Conflict: Moving from Cowardice to Confidence
Experiencing conflict is a part of everyday life. A common response is avoidance. Most people say they just don’t like confrontation. It makes them uncomfortable, and some even become physically ill at the thought of discussing a challenging issue face-to-face. How then can you become more productive with conflict while still keeping your emotions in check?
Healthy and productive conflict can lead to:
- Better relationships
- Increased confidence
- Decreased anger and depression
- Greater respect for yourself and from others
- Career development
So why would a person avoid such constructive outcomes? Reasons people shy away from conflict vary based on many things: personality style, the way they were raised, their culture, and even the people in their environment. Even obvious issues that are considered “undiscussable” can establish a blueprint for how a person interacts in the workplace.
Few people actually enjoy discussing difficult issues, but some seem to have it mastered. Does this mean that they have never experienced difficulties and always had positive interactions where everyone talked through every issue or resolved all problems to a mutually satisfying end? Not necessarily. It could be quite the opposite. And the result is that they developed a coping mechanism to better manage conflict. This then assumes this: Dealing with conflict is a skill that can be learned, practiced, and sharpened. Click To Tweet
Some basic steps for dealing with conflict:
- Realize that most people would prefer to just avoid the situation. Maybe it will just go away. The discomfort is natural.

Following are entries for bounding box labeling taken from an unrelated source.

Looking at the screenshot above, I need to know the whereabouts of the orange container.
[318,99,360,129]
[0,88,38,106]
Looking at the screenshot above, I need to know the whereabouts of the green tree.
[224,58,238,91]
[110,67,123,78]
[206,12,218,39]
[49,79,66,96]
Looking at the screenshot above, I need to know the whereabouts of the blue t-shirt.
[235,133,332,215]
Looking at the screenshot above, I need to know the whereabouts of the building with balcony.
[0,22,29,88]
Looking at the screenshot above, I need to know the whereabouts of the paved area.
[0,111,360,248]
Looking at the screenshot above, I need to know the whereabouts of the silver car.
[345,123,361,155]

Don’t let that feeling make you a victim.
- Issues become more difficult with time. Problems are much easier to resolve if you address them early.
- Recognize your triggers and patterns. If you don’t like conflict, you may find yourself becoming quiet or demonstrating non-verbal signals which may only provoke the other person. Stand or sit upright. Make eye contact and speak in a confident tone. This already demonstrates that you aren’t going to simply become prey to an overbearing personality.

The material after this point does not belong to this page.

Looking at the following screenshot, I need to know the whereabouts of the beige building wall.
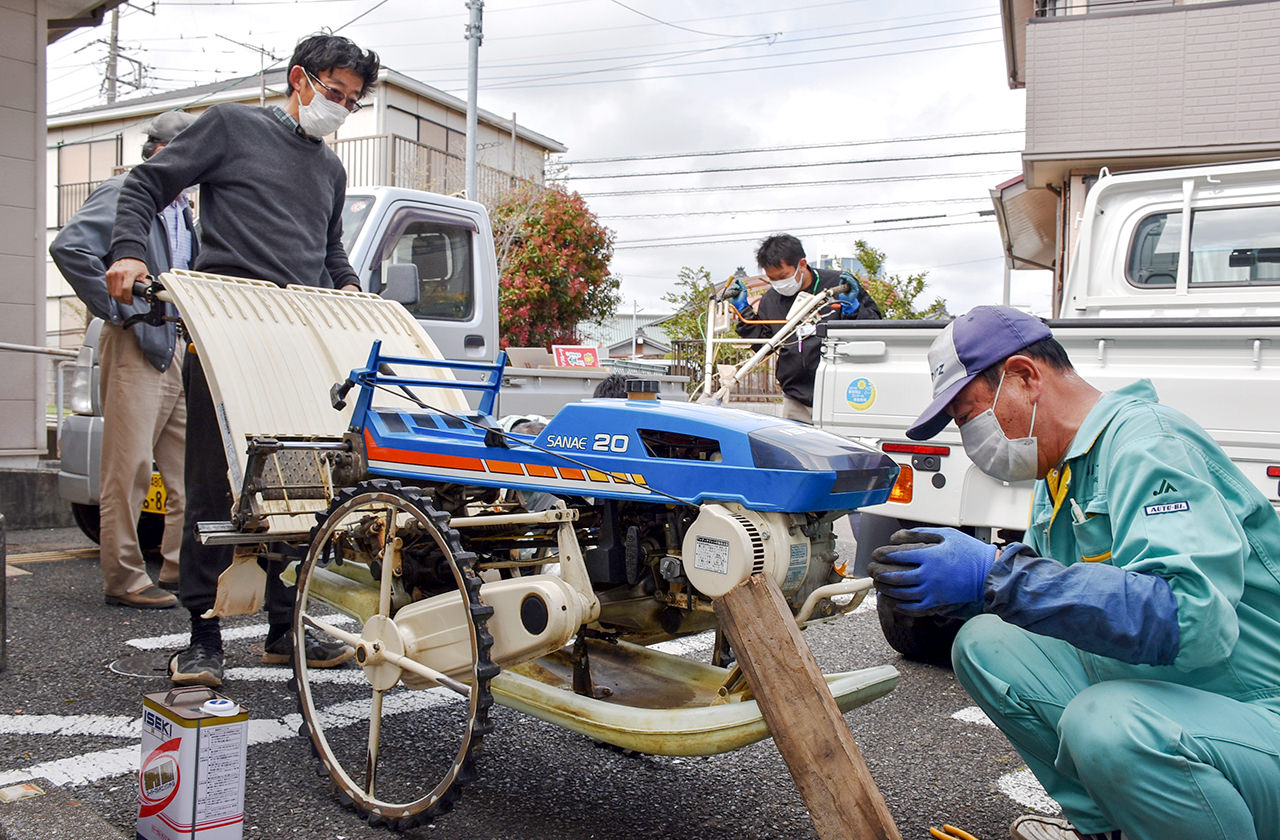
[0,0,50,467]
[1024,0,1280,187]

- Confront the issue—not the person. Begin by using “I” statements instead of “you.” For example, “I need you to…” versus “You need to…” It makes it less personal.
- Practice your responses. If you find yourself wishing you would have said something differently, practice your response and use it the next time around. If you have a person in your workplace that uses passive aggressive offhanded remarks, respond by asking, “What did you mean by that?” It offers the person a chance to clarify while you let them know that you are not afraid to address their comments.
- Concentrate on how much better you’ll feel after the issue is addressed. Even if you don’t like the conflict, getting it out in the open (and hopefully resolved) should provide a sense of relief and reduce anxiety.
If you are a person who usually avoids conflict, you likely hate it, and will always hate it. You may not choose conflict or confrontation—nor is it appropriate—for every situation. It won’t work every time and may even occasionally cause issues. But when you practice, and become good at it, conflict
management can be an invaluable tool leading to greater self-esteem, personal growth, and better relationships.